Census-designated place in Elbert County, Colorado, United States

Elbert is an unincorporated town, a post office, and a census-designated place (CDP) located in and governed by Elbert County, Colorado, United States. The CDP is a part of the Denver–Aurora–Lakewood, CO Metropolitan Statistical Area. The Elbert post office has the ZIP Code 80106. At the United States Census 2020, the population of the Elbert CDP was 188.

==History==
The Elbert, Colorado Territory, post office opened on March 12, 1875. The community takes its name from Elbert County.

The most significant flood events in Elbert County occurred in 1935, 1965, 1997, and 1999. The most damaging flood was in 1935, when flooding on Kiowa Creek destroyed three-fourths of the structures location in Elbert and resulted in nine deaths, seven of them in Elbert. All bridges were lost, 59 buildings were destroyed, water was 8 to 15 ft deep, and there were 5 ft of sand. Three-fourths of the town of Elbert was destroyed and not rebuilt.

On 11 January 1998 a fireball was seen over Elbert County. On 4 March 2000 a stone of 680.5 g was found in a field by the-five-year old Dustin Riffel on the property of his family. It was officially named "Elbert" and it was classified as an ordinary chondrite LL6.

On June 15, 2009, at 1:46 p.m., a large three-quarter mile-wide, EF2 tornado touched down in rural fields west of the town. The tornado came within 2 mi of the town at its closest. The tornado destroyed a barn at a farm and damaged an airplane hangar.

==Today==
Elbert today is a small community with ranches and farms. The Elbert School was rebuilt.

==Geography==
Elbert is located in the valley of Kiowa Creek. Elbert Road leads north 10 mi to Kiowa and south 11 mi to Eastonville. Colorado Springs is 37 mi to the southwest via Elbert Road and U.S. Route 24.

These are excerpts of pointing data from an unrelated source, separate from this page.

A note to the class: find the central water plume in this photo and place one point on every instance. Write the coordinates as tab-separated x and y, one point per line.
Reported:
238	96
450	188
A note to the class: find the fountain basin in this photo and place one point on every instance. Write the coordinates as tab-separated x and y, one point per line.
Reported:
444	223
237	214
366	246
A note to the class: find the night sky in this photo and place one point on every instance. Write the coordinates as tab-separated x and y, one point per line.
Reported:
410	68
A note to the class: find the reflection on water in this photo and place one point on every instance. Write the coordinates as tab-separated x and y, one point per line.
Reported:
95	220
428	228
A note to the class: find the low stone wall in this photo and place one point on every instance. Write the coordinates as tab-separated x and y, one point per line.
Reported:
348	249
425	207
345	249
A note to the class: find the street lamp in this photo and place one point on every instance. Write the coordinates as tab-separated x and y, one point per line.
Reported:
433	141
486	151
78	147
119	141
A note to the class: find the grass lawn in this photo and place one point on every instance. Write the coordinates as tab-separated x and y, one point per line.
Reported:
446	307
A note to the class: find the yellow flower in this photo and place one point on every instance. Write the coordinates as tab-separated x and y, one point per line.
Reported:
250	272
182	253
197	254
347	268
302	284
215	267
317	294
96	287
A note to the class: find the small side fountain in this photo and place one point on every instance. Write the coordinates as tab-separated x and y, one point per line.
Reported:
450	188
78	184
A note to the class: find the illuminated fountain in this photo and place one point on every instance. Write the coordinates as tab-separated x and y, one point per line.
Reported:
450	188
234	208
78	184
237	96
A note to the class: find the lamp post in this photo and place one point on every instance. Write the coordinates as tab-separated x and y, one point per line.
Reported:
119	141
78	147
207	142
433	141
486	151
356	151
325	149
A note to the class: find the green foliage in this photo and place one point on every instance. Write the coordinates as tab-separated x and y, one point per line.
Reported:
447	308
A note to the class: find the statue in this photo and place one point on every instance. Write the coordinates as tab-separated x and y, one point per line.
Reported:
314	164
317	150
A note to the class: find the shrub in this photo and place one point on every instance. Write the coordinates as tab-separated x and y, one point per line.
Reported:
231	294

During the summer, Elbert is much busier due to a nearby Boy Scout camp, Peaceful Valley Scout Ranch, which has 10,000 visitors annually. 2.8 mi south of Elbert lies the JCC Ranch Camp, a Jewish camp owned by the Denver Jewish Community Center.

The Elbert CDP has an area of 1.227 km2, all land.

==Demographics==
The United States Census Bureau initially defined the Elbert CDP for the United States Census 2010.

==Transportation==
Elbert lies along Elbert Road, which connects the town of Kiowa to U.S. Highway 24. The largest nearby city is Castle Rock, which is about 45 minutes away via SH 86, which Elbert Road crosses at Kiowa. Colorado Springs is an hour drive via US 24.

==Education==
It is in the Elbert School District 200.